On parle politique et organisation aussi. Jean-Luc Mélenchon intervient sur l’importance fondamentale de trouver une issue politique à ces luttes sociales, de s’organiser et en quoi les échéances électorales sont importantes dont la politisation qui a lieu dans ces moments-là. Il revient aussi sur la situation italienne et sur les mouvements sociaux historiques et très puissants qu’a connu le pays et qui n’ont débouché sur aucune alternative, l’issue politique ayant manqué.
C’est Ramon qui semble en faire la synthèse : « Nous avons deux outils, l’un politique et l’autre social, l’outil politique seul n’est pas suffisant, l’outil des luttes sociales seul n’est pas suffisant non plus, il faut les deux. »

C’est comme une histoire en miroir qui se dessine sous nos yeux, celle de l’Espagne et celle de la France : si en Espagne, c’est le mouvement social qui impulse contestation , en France cela semble être l’inverse, les Mareas espagnoles sont nées des mouvements sociaux et les partis politiques de l’autre gauche les ont rejoints ; en France, c’est la Front de Gauche qui a initié ces marches, celle du 18 mars, puis celle du 5 mai et maintenant ses répliques des 1er et 2 juin.

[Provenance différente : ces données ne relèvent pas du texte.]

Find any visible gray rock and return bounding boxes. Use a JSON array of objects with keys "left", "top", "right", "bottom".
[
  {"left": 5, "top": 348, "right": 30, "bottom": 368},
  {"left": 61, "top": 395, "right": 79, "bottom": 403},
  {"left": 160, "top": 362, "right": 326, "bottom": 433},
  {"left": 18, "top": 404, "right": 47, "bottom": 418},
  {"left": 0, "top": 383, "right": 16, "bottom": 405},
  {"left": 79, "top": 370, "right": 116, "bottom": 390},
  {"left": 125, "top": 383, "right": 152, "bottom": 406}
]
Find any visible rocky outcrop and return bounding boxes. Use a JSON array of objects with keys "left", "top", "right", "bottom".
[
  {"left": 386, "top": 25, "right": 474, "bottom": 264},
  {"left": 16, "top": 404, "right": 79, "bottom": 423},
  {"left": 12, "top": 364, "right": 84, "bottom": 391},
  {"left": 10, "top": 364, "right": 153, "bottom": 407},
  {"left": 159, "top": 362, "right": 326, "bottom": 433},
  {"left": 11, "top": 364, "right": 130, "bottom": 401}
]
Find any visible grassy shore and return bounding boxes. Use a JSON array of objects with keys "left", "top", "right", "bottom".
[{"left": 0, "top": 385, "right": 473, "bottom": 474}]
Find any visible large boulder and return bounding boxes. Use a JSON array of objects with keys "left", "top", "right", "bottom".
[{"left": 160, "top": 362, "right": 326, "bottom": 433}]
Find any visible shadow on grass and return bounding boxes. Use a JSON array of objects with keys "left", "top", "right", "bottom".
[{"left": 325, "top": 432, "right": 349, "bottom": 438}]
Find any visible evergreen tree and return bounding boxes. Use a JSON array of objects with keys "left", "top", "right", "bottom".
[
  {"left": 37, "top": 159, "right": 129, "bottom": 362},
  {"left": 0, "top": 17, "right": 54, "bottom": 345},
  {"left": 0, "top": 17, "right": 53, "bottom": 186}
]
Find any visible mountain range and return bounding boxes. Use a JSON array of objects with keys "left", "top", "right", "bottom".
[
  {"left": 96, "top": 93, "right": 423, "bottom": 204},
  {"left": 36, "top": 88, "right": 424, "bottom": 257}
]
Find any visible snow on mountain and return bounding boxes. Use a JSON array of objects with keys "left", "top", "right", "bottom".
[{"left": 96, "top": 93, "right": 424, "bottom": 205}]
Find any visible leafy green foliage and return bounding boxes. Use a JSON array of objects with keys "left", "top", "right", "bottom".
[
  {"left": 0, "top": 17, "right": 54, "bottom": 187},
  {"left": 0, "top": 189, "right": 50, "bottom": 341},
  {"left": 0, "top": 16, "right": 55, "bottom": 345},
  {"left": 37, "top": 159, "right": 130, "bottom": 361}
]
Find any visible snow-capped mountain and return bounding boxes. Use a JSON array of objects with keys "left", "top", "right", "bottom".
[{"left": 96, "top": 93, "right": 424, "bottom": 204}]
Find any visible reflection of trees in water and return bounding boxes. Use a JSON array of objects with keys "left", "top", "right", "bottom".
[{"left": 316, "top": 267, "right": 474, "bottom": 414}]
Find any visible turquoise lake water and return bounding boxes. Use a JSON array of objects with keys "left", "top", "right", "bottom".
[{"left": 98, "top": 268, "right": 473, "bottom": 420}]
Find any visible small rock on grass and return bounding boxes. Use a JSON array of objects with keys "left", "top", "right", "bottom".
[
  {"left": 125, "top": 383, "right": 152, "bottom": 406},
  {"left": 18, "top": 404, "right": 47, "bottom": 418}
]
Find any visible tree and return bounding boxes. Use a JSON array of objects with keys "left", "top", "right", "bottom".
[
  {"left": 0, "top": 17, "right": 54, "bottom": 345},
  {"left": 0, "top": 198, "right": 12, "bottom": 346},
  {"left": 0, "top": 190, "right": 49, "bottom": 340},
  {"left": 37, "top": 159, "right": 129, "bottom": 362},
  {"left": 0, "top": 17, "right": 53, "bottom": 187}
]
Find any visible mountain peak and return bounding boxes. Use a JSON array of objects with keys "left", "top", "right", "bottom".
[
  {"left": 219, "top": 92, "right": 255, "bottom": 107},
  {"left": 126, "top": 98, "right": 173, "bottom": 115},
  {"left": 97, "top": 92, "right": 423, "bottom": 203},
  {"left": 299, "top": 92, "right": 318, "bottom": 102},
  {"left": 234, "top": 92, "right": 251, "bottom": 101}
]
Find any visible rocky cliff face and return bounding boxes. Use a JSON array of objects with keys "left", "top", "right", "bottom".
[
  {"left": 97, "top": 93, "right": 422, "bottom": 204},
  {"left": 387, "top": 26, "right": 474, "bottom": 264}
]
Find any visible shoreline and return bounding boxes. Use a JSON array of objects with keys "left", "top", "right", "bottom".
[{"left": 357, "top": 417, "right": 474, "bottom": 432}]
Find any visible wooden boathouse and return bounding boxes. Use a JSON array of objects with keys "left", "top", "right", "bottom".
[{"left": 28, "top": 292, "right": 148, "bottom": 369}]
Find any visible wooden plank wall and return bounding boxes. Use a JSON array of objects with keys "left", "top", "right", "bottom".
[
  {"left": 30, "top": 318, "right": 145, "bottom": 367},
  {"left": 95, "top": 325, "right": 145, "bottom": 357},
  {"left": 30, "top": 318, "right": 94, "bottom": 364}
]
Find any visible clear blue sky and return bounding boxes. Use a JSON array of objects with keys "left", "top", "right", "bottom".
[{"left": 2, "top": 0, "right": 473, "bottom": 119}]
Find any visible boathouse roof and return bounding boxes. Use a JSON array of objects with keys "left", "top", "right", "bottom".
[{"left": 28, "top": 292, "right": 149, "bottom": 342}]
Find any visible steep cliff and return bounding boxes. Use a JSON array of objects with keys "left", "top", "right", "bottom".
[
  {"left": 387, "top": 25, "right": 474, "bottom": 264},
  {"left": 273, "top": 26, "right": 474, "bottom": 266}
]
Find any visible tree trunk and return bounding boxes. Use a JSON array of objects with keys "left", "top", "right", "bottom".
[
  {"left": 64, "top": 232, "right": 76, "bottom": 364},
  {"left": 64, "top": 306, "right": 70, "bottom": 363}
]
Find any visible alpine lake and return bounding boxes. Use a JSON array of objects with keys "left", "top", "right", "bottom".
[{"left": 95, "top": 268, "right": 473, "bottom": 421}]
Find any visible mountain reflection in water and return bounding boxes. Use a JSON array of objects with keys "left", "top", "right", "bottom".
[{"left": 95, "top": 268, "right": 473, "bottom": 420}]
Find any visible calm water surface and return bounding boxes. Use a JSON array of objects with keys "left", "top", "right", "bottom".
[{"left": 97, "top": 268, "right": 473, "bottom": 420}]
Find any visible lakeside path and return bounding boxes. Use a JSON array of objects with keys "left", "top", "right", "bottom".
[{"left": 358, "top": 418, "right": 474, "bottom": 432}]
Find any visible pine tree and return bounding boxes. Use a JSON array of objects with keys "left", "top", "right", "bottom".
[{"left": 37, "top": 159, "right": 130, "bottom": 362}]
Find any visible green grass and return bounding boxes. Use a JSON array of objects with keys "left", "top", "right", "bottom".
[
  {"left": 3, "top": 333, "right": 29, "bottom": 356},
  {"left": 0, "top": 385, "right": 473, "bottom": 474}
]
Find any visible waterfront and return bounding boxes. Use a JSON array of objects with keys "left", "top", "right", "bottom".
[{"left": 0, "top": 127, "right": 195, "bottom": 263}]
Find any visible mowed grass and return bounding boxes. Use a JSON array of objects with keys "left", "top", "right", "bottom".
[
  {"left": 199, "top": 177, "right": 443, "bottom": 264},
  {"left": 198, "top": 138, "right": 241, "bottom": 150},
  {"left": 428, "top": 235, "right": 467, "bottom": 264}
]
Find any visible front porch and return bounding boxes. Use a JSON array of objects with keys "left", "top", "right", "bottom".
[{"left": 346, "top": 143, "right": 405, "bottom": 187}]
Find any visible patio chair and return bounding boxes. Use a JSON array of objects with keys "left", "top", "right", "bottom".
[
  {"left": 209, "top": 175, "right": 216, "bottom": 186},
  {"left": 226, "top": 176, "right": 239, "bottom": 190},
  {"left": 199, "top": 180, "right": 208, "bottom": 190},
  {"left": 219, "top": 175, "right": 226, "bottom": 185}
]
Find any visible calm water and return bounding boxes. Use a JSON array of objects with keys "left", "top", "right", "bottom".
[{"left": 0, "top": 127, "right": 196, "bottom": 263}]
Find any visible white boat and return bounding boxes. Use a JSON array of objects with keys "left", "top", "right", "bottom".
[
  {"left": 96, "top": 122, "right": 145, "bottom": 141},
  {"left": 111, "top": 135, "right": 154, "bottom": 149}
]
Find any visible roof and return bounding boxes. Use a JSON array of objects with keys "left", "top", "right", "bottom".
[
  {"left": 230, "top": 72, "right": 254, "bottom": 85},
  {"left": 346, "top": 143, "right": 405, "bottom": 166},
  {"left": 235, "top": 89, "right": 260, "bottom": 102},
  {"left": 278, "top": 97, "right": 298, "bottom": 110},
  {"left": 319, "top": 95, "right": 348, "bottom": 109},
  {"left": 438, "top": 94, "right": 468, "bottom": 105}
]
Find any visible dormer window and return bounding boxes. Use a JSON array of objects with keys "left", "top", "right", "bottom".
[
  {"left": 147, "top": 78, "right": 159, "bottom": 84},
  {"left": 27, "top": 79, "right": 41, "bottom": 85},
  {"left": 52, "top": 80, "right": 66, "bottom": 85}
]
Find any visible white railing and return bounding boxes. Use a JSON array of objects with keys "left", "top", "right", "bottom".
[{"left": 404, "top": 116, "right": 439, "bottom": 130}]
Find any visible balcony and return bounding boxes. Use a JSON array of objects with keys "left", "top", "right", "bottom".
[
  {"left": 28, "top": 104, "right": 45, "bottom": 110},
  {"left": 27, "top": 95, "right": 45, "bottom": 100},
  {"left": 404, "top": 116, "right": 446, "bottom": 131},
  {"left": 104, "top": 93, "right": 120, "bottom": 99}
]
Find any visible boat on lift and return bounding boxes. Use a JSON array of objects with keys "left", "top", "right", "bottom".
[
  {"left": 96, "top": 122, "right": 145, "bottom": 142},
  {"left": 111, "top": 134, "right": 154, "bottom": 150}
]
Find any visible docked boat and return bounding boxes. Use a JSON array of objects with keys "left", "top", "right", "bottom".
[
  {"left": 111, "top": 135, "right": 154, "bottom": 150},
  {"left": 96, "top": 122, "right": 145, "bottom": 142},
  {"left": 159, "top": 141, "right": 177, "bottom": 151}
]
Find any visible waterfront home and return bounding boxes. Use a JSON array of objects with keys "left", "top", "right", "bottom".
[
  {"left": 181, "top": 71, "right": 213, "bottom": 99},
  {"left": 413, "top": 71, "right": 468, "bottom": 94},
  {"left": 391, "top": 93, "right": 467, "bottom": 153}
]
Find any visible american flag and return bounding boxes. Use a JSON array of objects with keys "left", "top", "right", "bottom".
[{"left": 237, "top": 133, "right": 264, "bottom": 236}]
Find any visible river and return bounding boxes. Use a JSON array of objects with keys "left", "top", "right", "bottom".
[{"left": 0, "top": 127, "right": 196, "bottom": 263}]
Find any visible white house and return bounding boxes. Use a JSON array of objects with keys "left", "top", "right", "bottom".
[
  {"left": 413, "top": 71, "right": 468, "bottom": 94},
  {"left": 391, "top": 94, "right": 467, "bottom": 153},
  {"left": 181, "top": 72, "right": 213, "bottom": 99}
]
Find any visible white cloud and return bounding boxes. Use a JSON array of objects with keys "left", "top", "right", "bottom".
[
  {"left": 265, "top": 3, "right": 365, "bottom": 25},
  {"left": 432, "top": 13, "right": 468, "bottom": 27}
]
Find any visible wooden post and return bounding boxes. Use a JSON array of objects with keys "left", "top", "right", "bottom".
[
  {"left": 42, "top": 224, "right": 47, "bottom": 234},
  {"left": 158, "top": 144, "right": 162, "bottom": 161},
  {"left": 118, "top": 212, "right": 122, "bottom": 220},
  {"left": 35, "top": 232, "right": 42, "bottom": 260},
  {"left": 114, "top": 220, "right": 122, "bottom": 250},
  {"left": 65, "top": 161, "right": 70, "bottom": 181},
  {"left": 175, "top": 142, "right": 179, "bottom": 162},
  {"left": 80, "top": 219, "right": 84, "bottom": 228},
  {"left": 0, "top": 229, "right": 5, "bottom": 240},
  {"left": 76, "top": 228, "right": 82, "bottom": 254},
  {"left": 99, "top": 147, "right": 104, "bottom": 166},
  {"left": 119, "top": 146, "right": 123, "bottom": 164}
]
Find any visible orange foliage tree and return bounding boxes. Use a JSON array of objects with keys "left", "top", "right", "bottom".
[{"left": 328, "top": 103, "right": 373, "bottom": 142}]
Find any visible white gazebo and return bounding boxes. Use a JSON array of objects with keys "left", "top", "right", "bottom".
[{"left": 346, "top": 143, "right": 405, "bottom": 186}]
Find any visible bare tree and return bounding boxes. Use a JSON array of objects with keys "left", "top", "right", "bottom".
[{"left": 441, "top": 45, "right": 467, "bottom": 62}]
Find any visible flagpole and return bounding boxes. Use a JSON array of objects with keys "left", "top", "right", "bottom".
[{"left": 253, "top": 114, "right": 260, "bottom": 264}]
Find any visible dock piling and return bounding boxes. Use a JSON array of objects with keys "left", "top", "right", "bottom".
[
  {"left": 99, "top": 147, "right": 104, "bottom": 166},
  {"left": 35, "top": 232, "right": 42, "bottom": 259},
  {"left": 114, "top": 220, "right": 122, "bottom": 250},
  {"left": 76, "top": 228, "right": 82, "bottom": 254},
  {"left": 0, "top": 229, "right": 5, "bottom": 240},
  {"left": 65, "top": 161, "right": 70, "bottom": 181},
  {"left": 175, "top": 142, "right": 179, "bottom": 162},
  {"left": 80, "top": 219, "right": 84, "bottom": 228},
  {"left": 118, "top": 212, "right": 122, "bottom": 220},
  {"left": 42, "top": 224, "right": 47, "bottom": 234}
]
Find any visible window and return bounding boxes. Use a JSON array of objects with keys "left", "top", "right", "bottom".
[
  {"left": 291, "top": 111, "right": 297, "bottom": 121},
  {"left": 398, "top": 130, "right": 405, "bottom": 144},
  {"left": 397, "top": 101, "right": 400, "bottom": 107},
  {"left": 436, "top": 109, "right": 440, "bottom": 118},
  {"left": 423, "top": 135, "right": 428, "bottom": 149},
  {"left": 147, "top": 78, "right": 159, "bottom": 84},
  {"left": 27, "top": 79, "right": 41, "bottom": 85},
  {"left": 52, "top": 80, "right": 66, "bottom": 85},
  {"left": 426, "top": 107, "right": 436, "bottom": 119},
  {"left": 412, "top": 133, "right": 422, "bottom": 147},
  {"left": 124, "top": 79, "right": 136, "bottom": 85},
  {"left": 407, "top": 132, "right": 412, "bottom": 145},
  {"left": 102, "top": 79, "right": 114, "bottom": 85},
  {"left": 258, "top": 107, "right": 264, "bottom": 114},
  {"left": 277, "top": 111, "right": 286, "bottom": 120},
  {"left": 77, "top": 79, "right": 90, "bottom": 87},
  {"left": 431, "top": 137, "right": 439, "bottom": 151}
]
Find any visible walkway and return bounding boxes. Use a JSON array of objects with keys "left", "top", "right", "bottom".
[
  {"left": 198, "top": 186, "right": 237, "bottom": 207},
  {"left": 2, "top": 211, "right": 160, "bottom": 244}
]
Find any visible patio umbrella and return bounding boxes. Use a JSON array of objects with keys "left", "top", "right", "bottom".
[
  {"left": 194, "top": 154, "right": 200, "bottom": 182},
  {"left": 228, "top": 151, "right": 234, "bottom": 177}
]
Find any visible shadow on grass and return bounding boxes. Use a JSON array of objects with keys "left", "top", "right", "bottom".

Echange mutuel d’expériences d’un futur qui se construit ensemble mais où le rythme des luttes sociales et politiques se construisent en parallèle, la France n’étant pas l’Espagne, les chemins se croisent, mais toutes convergent vers un même but mettre à bas l’oligarchie en trouvant une issue politique à la crise sociale que connaît l’Europe entière. Moi ce qui me marque dans cette Espagne où je vais souvent, c’est ce haut degré de conscientisation et de politisation des Espagnols : services publics, dette, processus constituant, volonté de renverser l’ordre libéral… un cocktail révolutionnaire est prêt, il doit trouver sa voie, les Espagnols semblent prêts.